Nor was this crisis of the air lanes without its comic side. I couldn’t help but

smile at the idea of the British Airways boss going up in a ‘tester’ plane to see if it was safe to fly. If it had crashed, presumably, we would all have rested in

peace – some of us for eternity. It didn’t, of course, and on the seventh day the aviatorial powers – prompted, perhaps, by the horror of losing millions of pounds –decreed that we were dealing, after all, with the right sort of volcanic ash. Normal service was duly restored. By then, however, we had succeeded in creating a drama out of a crisis. In the absence of real mountains, we Brits are generally forced to make our own out of molehills. Yet here was a deluxe kind of mountain that obligingly exploded before our eyes. It was one of those surreal tales generally confined to the pages of an improbable thriller.
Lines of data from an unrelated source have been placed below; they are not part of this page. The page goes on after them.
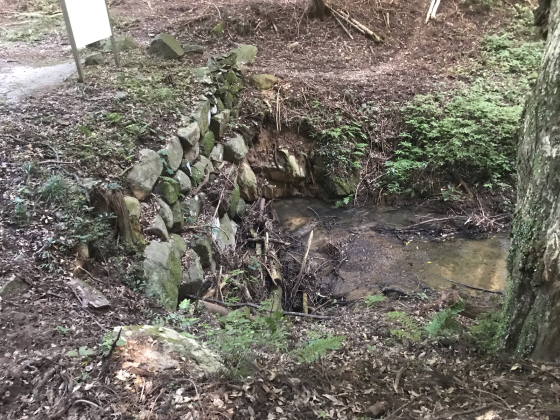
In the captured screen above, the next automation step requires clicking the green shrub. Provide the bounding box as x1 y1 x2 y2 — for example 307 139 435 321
425 300 465 337
40 175 67 203
293 335 345 363
364 294 386 307
469 311 502 354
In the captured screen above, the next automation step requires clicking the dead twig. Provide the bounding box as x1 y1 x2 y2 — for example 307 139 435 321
442 277 503 295
393 366 406 393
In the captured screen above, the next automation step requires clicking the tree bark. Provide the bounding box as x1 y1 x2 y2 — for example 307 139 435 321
502 0 560 360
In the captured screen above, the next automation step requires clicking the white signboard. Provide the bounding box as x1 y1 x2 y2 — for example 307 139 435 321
64 0 112 48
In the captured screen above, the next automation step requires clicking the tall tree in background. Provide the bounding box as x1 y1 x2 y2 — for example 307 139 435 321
502 0 560 360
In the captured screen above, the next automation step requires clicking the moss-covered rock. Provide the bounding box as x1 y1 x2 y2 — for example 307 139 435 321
103 36 138 52
156 197 174 230
154 177 180 204
143 241 183 309
0 276 29 297
146 214 170 241
193 98 212 135
192 236 214 269
177 123 200 148
238 162 258 201
190 156 214 186
249 74 278 90
200 131 216 157
223 134 248 163
325 175 358 198
173 170 192 194
230 44 258 64
148 33 185 59
182 195 202 223
209 110 230 140
178 249 205 298
211 21 225 36
124 196 141 219
127 149 163 201
227 183 241 219
170 200 185 232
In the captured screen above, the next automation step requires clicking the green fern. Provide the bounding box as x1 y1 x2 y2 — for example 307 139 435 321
469 311 502 354
364 294 386 307
425 300 465 337
387 311 423 341
293 335 345 363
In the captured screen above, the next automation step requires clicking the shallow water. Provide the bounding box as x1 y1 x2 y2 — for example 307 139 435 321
273 198 509 298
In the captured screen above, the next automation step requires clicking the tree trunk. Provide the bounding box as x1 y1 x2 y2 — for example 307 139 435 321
502 0 560 360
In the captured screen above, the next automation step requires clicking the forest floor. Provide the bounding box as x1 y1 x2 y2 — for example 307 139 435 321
1 0 559 419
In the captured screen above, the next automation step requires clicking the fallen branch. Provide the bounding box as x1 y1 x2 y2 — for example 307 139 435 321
393 366 406 393
291 230 314 297
183 295 334 320
332 13 354 39
246 237 291 246
396 216 467 231
442 277 503 295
Only this time it was for real.

 

But the story wasn’t the ash cloud itself: it was the variety of ways – ranging from the lacklustre to the positively intrepid –in which those stranded overseas decided to make their way home. Some saw no reason to rush and decided to stay put in paradise. An extra week in San Francisco or the Maldives, or a routine week commuting on the tube? You choose. TV crews trawling the beauty spots of the world had a hard time finding Mr Angry, as the great shutdown became the perfect excuse for indolence underpinned by a

stoical rationale. The British, true to form, were the most indolent of all. As one traveller smugly put it: “We are all pawns of nature.”

 

Others ordered taxis – celebs and self- important business people, mainly, who forgot the truism that no one, but no one, is unexpendable, and who felt that a few grand spent on getting home was worth it for the sake of the few more they would lose if they didn’t make some sort of effort.

 

Then there were those who took whatever planes were flying to get as near home as they could, progressing from Cyprus to Rome to Prague as though travelling to Waterloo from Liverpool Street via Bank. Others again hitched lifts up the motorway through Spain and France on the kind of articulated lorry normally scowled upon by British drivers, or even hired a car for themselves. This, however, proved distinctly uneconomic: I know of one man who paid £3,000 for the pleasure of being driven back home. But at least it

was safer than hiring a glider, as another of my acquaintances tried to do.

 

And then, of course, there were the folk who hitched a lift with Celebrity Cruises, sailing back from Bilbao in northern Spain on the new luxury liner Celebrity Eclipse. The vessel will now be forever known as the ‘rescue’ ship – which, as epitaphs go, is one up on that of Titanic. Curiously, the

launch of the ship – celebrations for which were put on hold during the unscheduled mission of mercy – had received scant coverage until the volcano spluttered in ire.

 

Everyone, it seems, was summoned to the rescue of our countrymen abroad. A friend of mine at the Press Association was inundated with calls and emails beseeching him to organise boats and trains for the collection of the stranded masses. He’s a travel editor, by the way. That means that he doesn’t actually do anything – he simply writes about those who do. But finally we sent in the Navy – or Mr Brown did, no doubt enjoying the last vestiges of power as he sailed into a sunset of his own – and soon everyone was safely back home, noses to the grindstone and grumpy with it. I should know, because the day after ‘normal’ life resumed, and the planes began drowning out the thrushes

once more, I met an obnoxious banker – ill fitting suit and lazy left eye - on the tube who chided me for not telling my son to give him his seat. In truth, the guy didn’t look old enough to warrant it – he just looked tanned and smug and annoyed there was no business class on the tube.   Such a shame he wasn’t one of the stranded souls who stayed put.